Das erkennende Gericht ist vorliegend auch nicht an der hier vorgenommenen Feststellung gehindert,
weil sich die Arbeitgeberin bis zum Termin zur Anhörung der Beteiligten vor dem Beschwerdegericht nicht
selbst auf die Kompetenz des Gesamtbetriebsrates berufen hat. Nach ihrer Auffassung scheidet von
vorneherein und generell ein Mitbestimmungsrecht des Betriebsrates aus, so dass sich für sie die Frage
überhaupt nicht gestellt hat, ob sie sich mit ihren zahlreichen örtlichen Betriebsräten auf
Unternehmensebene überhaupt auf einen möglichen Regelungsbedarf einlassen muss. Es kann daher
offen bleiben, wie der Rechtsstreit zu entscheiden wäre, wenn die Arbeitgeberin - aus welchen Gründen
auch immer - eine unternehmenseinheitliche Regelung über mitbestimmte Rechte des Betriebsrats nach §
87 Abs. 1 BetrVG gerade nicht wünschen, sondern Regelungen mit den örtlichen Betriebsräten vorziehen
würde.
Scheiden mögliche Mitbestimmungsrechte des öffentlichen Betriebsrats aus den genannten Gründen aus,
dann ist es dem Gericht verwehrt, auf Anregung des antragstellenden Betriebsrats quasi ein
Rechtsgutachten über Mitbestimmungsrechte zu erstellen.

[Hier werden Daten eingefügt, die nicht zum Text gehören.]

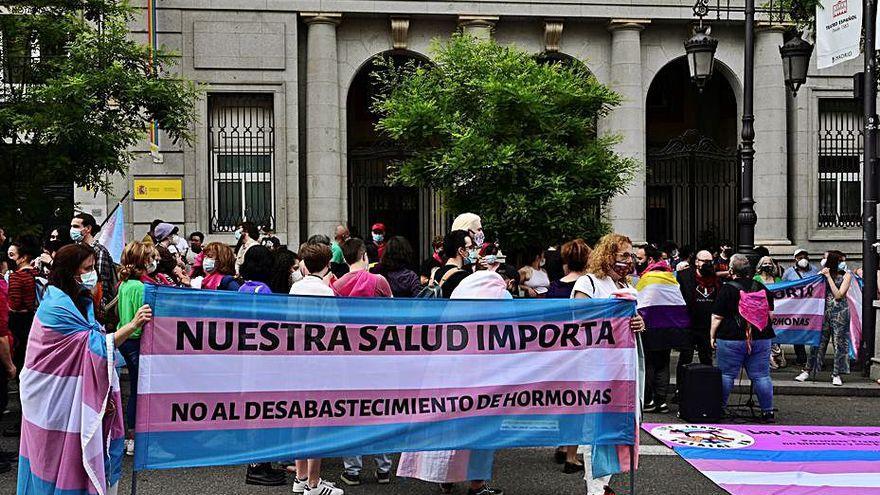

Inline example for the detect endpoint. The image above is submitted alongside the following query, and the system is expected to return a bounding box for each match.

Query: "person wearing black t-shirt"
[433,230,479,299]
[710,254,776,420]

Nach alledem war die Beschwerde des Betriebsrates gegen den Beschluss des Arbeitsgerichts
zurückzuweisen.
Die Rechtsbeschwerde zum Bundesarbeitsgericht konnte angesichts der gesetzlichen Kriterien von §§ 92
Abs. 1 Satz 2, 72 Abs. 2 ArbGG nicht zugelassen werden.